Nicaragua has taken a leading position denouncing imperialist aggression by Western countries, not just in Latin America and the Caribbean but particularly in the Middle East and North Africa, where Western aggression has destabilized the most developed secular countries of those regions, like Iraq and Syria or Libya, before its destruction by NATO one of the African countries with the highest rankings in the UN Human Development Index. Similarly Rubiales is very clear that the Western powers have fomented fundamentalist terrorist groups: “They have turned stable States, that were developed, into failed States, but apart from that, there is another very serious problem which is that young people in Western Europe, above all, have joined the Islamic State and these young people are returning to their countries of origin, and one can mention France and Belgium specifically, so as to carry out terrorist acts.”

Located in the Central American isthmus, a region crossed and re-crossed over many centuries by multiple cultures and civilizations, Nicaragua has always been of interest to colonial and imperial powers and subject to the vagaries of global geopolitics. For that reason, the Sandinista government leadership, committed to promoting and defending the interests of Nicaragua’s impoverished majority, is acutely aware of the critical need for international alliances to defend weaker nations against the imperialist powers. In the UN that awareness has led Nicaragua to advocate the causes, among others, of the people of the Sahrawi Arab Democratic Republic, still occupied by Morocco, and to defend the cause of Palestine.

On April 19th this year, for example, Nicaragua stated in the UN its solidarity “with the cause of Palestine and demands the immediate creation of the Palestinian State based on the frontiers prior to 1967, with West Jerusalem as its capital, thus laying the foundations for a just and lasting peace in the Middle East with the two States of Palestine and Israel living together in peace.” The Sandinista movement itself has its origins in the struggle of Nicaragua’s people against successive invasions and occupations by foreign troops, in Nicaragua’s case those of the United States. Later, that resistance turned into a struggle against the genocidal tyranny imposed by yankee imperialism as one more of its regional proxies.

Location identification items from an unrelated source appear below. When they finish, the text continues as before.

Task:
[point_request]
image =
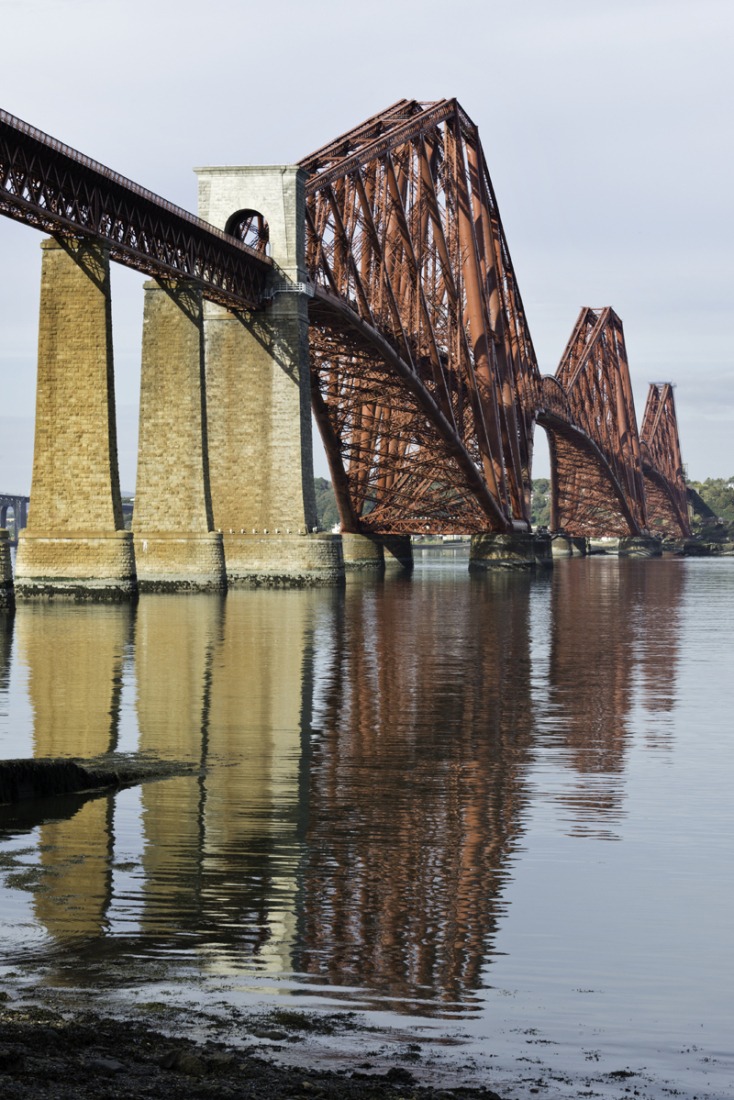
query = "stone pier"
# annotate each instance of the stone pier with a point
(517, 550)
(75, 543)
(176, 546)
(259, 395)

From the start of his resistance campaign in 1927, General Sandino appealed to the solidarity of the world’s peoples against imperialist intervention. 60 years later it was this same spirit at a diplomatic level which lead Nicaragua to its historic 1986 victory in the International Court of Justice condemning the US government for its terrorist war against Nicaragua during the 1980s. Having experienced the terrorist aggression of the US government all through that period, it is natural for Nicaragua to condemn that phenomenon in all its manifestations, from Syria to Venezuela.

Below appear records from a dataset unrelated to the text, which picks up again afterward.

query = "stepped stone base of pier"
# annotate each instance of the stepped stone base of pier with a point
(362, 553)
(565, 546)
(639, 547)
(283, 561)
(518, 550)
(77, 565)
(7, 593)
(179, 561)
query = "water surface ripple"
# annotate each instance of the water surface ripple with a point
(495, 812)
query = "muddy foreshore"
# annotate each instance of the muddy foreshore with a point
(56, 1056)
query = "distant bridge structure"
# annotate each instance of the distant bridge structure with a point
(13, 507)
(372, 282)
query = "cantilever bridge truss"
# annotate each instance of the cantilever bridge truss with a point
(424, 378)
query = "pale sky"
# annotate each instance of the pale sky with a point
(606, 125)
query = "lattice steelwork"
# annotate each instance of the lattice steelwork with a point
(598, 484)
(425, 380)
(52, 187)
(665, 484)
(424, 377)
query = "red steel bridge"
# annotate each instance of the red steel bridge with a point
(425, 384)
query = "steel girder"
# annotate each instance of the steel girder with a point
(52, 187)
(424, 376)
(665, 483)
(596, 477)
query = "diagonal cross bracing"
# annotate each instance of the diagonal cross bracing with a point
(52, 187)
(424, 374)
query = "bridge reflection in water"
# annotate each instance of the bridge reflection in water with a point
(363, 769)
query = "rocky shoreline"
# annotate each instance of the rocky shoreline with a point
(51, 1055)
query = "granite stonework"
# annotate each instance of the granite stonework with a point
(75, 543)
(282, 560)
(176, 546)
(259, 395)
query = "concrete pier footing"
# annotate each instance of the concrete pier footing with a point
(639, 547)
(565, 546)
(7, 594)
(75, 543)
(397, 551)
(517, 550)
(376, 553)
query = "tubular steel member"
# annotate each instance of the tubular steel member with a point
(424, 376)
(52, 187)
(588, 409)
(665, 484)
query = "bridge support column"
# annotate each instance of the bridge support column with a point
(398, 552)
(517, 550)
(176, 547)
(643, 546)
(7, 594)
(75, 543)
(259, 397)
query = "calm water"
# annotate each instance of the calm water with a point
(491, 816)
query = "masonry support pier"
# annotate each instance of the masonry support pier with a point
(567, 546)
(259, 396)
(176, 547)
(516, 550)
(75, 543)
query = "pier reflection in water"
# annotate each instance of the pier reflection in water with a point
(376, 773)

Those experiences and the experience of the broadly based international solidarity movement, which first supported the Nicaraguan people in their struggle to overthrow the Somoza dictatorship in 1979 and then in defense of the Sandinista Revolution, played a great part in the election of Padre Miguel d’Escoto Brockman as President of the UN General Assembly in 2008. That record explains a great deal about how Nicaragua has come to play a leading role alongside its ALBA partners in the international arena. At a national and regional level, that role is an integral part of the progress of Nicaragua’s people and all the peoples of Central America towards overcoming their impoverishment and realizing their aspirations to justice and equality.

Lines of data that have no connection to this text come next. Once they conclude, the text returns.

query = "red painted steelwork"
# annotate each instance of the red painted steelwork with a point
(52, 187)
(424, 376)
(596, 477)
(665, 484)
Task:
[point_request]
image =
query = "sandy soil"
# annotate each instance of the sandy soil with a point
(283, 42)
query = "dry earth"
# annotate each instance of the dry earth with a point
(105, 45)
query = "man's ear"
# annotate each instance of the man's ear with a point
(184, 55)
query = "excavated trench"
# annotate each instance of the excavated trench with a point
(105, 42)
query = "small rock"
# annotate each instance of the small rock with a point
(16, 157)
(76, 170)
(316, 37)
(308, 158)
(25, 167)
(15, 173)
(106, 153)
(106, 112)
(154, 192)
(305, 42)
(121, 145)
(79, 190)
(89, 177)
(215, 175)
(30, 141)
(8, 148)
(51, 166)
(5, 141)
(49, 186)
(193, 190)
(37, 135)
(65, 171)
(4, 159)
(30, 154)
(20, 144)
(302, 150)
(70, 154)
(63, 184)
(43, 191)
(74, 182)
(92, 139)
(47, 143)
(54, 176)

That is also why Ambassador Rubiales, speaking about the wars provoked and promoted by the West in the impoverished majority world, remarked in her recent interview “As Comandante Ortega has said on innumerable occasions, we need peace in order to develop, we need stability, we need security and what these wars are creating, as the Western countries know very well, is instability all around the world.” Statements like these from leaders of the ALBA countries show that the majority world now defends fundamental rights with strong moral authority based on global realities, showing up the West’s spurious avowals in defense of human rights as the hollow sham they have always been.